Some editorial leaders asked to "stand back" from their duties
Contracts with staff and suppliers revised to emphasise editorial standards
Promotional materials must meet the same standards
"If you have a choice between deception and a programme going off air, let the programme go. It is far better to accept a production problem and make a clean breast to the public than to deceive," he added.
The Trust, the BBC's governing body, said: "The public has a right to expect the BBC to set the standards for editorial integrity in broadcasting and expect those in charge of the Corporation to protect the reputation of their public institution."
It added that Mr Thompson's report highlighted "further deeply disappointing evidence of insufficient understanding amongst certain staff of the standards of accuracy and honesty expected."
"We have made clear that we regard any deception or breach of faith with our audiences as being utterly unacceptable."
Other measures outlined in Mr Thompson's action plan include mandatory training for 16,500 staff.
But he denied that the issue of resignation had arisen at his meeting with the BBC Trust.
He also told BBC News 24 no offers of resignation had been received by him, nor had he sought any.
The BBC was fined £50,000 for a faked winner on Blue Peter
He said: "We are all utterly determined to do everything we can to fix this problem."
He has also called for a workshop involving other broadcasters to discuss issues surrounding editorial standards and training.
ITV's executive chairman Michael Grade, himself a former chairman of the BBC, told Newsnight that there was an "epidemic" which affected every broadcaster in the UK.
He said: "It's partly to do with casualisation of the industry, people on short-term contracts under tremendous strain, tremendous pressure.
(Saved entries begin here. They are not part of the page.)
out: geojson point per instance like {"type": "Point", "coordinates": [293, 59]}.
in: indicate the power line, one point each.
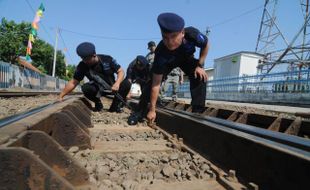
{"type": "Point", "coordinates": [33, 10]}
{"type": "Point", "coordinates": [108, 37]}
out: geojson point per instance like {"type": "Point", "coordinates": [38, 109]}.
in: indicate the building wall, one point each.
{"type": "Point", "coordinates": [248, 64]}
{"type": "Point", "coordinates": [237, 64]}
{"type": "Point", "coordinates": [226, 67]}
{"type": "Point", "coordinates": [210, 73]}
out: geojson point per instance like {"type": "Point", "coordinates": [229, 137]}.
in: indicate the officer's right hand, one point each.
{"type": "Point", "coordinates": [60, 99]}
{"type": "Point", "coordinates": [200, 72]}
{"type": "Point", "coordinates": [151, 115]}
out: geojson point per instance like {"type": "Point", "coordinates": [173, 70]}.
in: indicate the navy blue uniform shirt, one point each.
{"type": "Point", "coordinates": [105, 68]}
{"type": "Point", "coordinates": [166, 60]}
{"type": "Point", "coordinates": [134, 73]}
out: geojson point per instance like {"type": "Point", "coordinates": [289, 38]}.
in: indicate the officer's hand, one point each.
{"type": "Point", "coordinates": [60, 99]}
{"type": "Point", "coordinates": [128, 97]}
{"type": "Point", "coordinates": [115, 87]}
{"type": "Point", "coordinates": [200, 72]}
{"type": "Point", "coordinates": [151, 115]}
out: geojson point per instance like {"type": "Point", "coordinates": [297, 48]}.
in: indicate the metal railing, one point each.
{"type": "Point", "coordinates": [284, 87]}
{"type": "Point", "coordinates": [12, 76]}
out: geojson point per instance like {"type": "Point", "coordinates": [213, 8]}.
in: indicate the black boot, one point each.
{"type": "Point", "coordinates": [116, 106]}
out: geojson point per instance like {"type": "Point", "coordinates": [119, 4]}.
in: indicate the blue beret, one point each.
{"type": "Point", "coordinates": [170, 22]}
{"type": "Point", "coordinates": [86, 49]}
{"type": "Point", "coordinates": [143, 61]}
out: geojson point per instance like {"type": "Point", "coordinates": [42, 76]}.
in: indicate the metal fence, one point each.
{"type": "Point", "coordinates": [284, 87]}
{"type": "Point", "coordinates": [12, 76]}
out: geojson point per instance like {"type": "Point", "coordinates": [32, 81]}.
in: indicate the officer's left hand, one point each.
{"type": "Point", "coordinates": [151, 116]}
{"type": "Point", "coordinates": [115, 87]}
{"type": "Point", "coordinates": [200, 72]}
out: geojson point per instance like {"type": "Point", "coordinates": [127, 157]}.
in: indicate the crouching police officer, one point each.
{"type": "Point", "coordinates": [176, 49]}
{"type": "Point", "coordinates": [138, 72]}
{"type": "Point", "coordinates": [100, 70]}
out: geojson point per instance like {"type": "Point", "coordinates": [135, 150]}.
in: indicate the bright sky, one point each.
{"type": "Point", "coordinates": [122, 28]}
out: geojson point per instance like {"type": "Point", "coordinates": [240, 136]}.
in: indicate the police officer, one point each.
{"type": "Point", "coordinates": [176, 49]}
{"type": "Point", "coordinates": [174, 78]}
{"type": "Point", "coordinates": [151, 46]}
{"type": "Point", "coordinates": [97, 67]}
{"type": "Point", "coordinates": [138, 71]}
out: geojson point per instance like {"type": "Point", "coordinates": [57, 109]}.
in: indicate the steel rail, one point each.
{"type": "Point", "coordinates": [293, 143]}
Competitive pressure is enormous."
Earlier on Wednesday, a report by media regulator Ofcom said there had been a "systemic failure" in the way TV channels had run premium rate phone services.
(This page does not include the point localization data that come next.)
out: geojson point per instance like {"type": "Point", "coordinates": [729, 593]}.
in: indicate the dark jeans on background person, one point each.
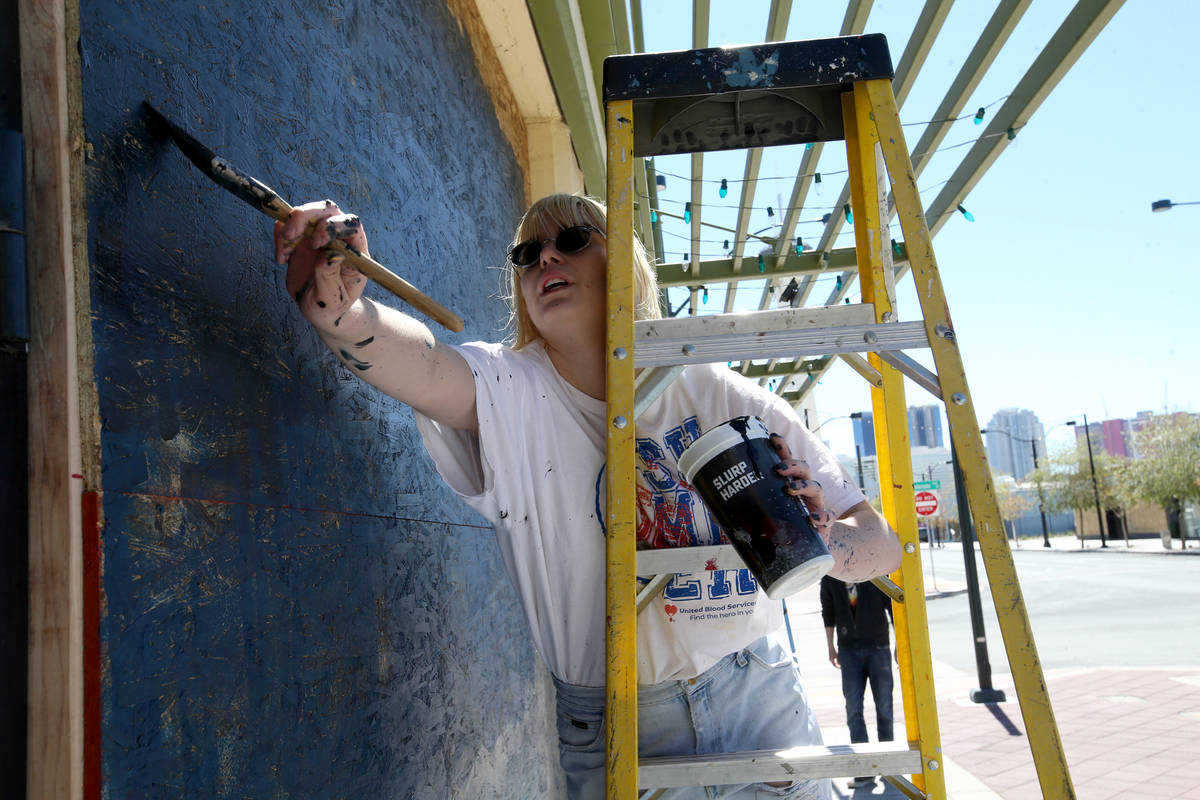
{"type": "Point", "coordinates": [859, 666]}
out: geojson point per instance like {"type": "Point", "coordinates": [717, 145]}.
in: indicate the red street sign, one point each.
{"type": "Point", "coordinates": [927, 503]}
An inquiry found that broadcasters were "in denial" about their responsibilities to viewers and saw phone-ins as a way to generate revenue.
Last week Ofcom fined the BBC £50,000 after the children's programme Blue Peter falsified the results of a phone-in competition during a live show.
The BBC also had to apologise over the clips from a documentary about the Royal Family that implied the Queen had walked out of a portrait session with a photographer.
The programme's makers, RDF Media, subsequently admitted that it was "guilty of a serious error of judgement".